For brevity and clarity, the city of Council Bluffs and its defending officers, and the Iowa State Highway Commission and its defending members, will be referred to, respectively, as the "city," and as the "commission." This case was tried below, and comes to this court, by somewhat irregular procedure. It was instituted by the plaintiffs and the defendants as a "test" case. While it was alleged in the petition and admitted in the answers, that the viaduct will be constructed unless the defendants were enjoined, it appears from the record that these allegations were simply for the purpose of stating an issue, and that the defendants did not and do not intend to build the viaduct, if this court determines that the abutting owners are entitled to compensation for the taking of their property, or for damages for its injury. While they seek a ruling of this court in the nature of an advisory opinion, yet the question for determination is not exactly moot or abstract, and its answer is necessary for the disposition of an actual pending controversy, and concerns a matter of public importance, the settlement of which is desired by all parties to the suit. The entrance of the intervenors into the case has made it one of a real adversary nature, and the judgment and decree of this court will be a final adjudication of the rights of the parties. 1 C.J.S., Actions, §§ 17, 18, pages 1012 et seq.
The construction of the viaduct has not been started.
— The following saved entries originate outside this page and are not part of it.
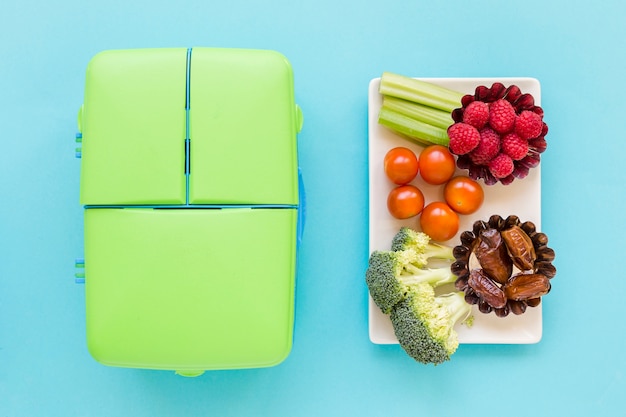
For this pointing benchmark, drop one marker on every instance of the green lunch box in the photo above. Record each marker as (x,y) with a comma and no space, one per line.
(193,208)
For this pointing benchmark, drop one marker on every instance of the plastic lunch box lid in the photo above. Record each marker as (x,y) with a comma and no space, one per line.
(234,108)
(180,130)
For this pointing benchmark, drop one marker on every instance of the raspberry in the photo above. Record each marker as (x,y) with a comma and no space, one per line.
(514,146)
(476,114)
(463,138)
(487,148)
(502,116)
(501,166)
(528,124)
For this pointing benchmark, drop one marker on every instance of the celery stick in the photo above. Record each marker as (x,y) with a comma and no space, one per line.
(423,133)
(418,91)
(430,115)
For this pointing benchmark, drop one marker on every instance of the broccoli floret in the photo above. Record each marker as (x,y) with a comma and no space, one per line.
(425,249)
(391,273)
(424,323)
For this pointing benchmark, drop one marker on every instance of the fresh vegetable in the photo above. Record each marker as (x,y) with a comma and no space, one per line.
(418,91)
(421,111)
(503,265)
(424,323)
(405,201)
(401,165)
(421,244)
(512,134)
(417,109)
(437,164)
(439,221)
(402,284)
(463,195)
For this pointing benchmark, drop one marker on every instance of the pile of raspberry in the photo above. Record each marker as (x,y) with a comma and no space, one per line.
(498,134)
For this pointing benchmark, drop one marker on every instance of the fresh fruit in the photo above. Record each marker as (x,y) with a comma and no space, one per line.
(514,146)
(405,201)
(476,114)
(439,221)
(488,147)
(463,138)
(463,195)
(501,116)
(501,166)
(528,124)
(437,164)
(512,115)
(401,165)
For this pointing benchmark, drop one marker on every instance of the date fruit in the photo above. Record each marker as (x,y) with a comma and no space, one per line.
(492,255)
(486,289)
(526,286)
(520,247)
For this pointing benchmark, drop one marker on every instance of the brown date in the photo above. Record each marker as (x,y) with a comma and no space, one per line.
(492,255)
(486,289)
(526,286)
(520,247)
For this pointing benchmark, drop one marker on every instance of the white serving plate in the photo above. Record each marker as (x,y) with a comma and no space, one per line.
(521,198)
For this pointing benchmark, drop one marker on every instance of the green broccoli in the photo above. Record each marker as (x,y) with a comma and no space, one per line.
(402,284)
(390,273)
(424,323)
(409,239)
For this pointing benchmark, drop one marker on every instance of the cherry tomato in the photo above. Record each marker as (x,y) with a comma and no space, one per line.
(405,201)
(401,165)
(437,164)
(439,221)
(463,195)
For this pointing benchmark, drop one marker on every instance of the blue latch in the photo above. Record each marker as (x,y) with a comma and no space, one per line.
(79,150)
(79,276)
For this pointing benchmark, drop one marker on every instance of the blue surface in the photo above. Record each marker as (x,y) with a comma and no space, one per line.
(576,51)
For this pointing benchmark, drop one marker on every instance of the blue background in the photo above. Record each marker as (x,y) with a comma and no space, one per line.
(574,48)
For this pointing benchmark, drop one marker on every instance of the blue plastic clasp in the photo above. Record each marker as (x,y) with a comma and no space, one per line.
(79,276)
(79,150)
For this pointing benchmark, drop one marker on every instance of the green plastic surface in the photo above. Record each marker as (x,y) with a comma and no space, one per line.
(243,126)
(133,125)
(190,290)
(190,269)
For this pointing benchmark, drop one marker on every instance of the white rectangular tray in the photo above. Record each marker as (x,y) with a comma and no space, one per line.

The only questions involved are those of law, and the one which we are asked to determine, is whether the city is liable to the owners of property abutting on the street, at the location of the viaduct, for compensation for the taking of their property, or for damages for its injury, growing out of the construction of the viaduct.
The defendants contend that even though the viaduct would permanently injure the property by impairing its use and depreciating its value, since the structure will be for a public purpose, and wholly within the street lines, and will not directly and actually invade or encroach upon the tangible abutting property itself, there will be no "taking" of the property for a public use in the constitutional sense, requiring just compensation, and that any damages sustained will not be "legal" damages, but will be consequential damages, or damages for which there can never be any recovery, since they were presumably paid for or waived when the land for the highway was condemned, purchased, or dedicated.
The abutting property owners, however, insist that the viaduct will destroy or seriously interfere with their rights of access to and from their property, and to the passage of light and air thereto, and that these rights are valuable, and are their "private property," which they have never parted with in any way, or for which they have never been compensated, and that the viaduct will effect a "taking" of these property rights in the constitutional sense, and that payment therefor should be made or secured before the property is taken. They also urge that the viaduct will effect a change in the established grade of the street, in conformity with which they improved their properties, and that such change will damage and diminish the value of their property, and that no alteration of the grade should be made until the damages are assessed and paid, in compliance with sections 5953, et seq., Code of 1939.
We agree with the contentions of the abutting owners as above stated.
For fifteen years or more before these proceedings were started, the building of this viaduct has been under consideration by the city and the commission. In 1935 it was on the building program of the commission, and was submitted to and was approved by the Federal Government, which was to make the funds available for construction costs, under an Act of Congress for the elimination of hazards to life at railway grade crossings, but which would furnish no money for the payment of compensation or damages to the owners of abutting property, or for right-of-way. F. R. White, chief engineer of the commission, testified: At that time it was not within the contemplation of the commission or of the city that abutting property owners were not entitled to compensation for any taking or impairment of their property.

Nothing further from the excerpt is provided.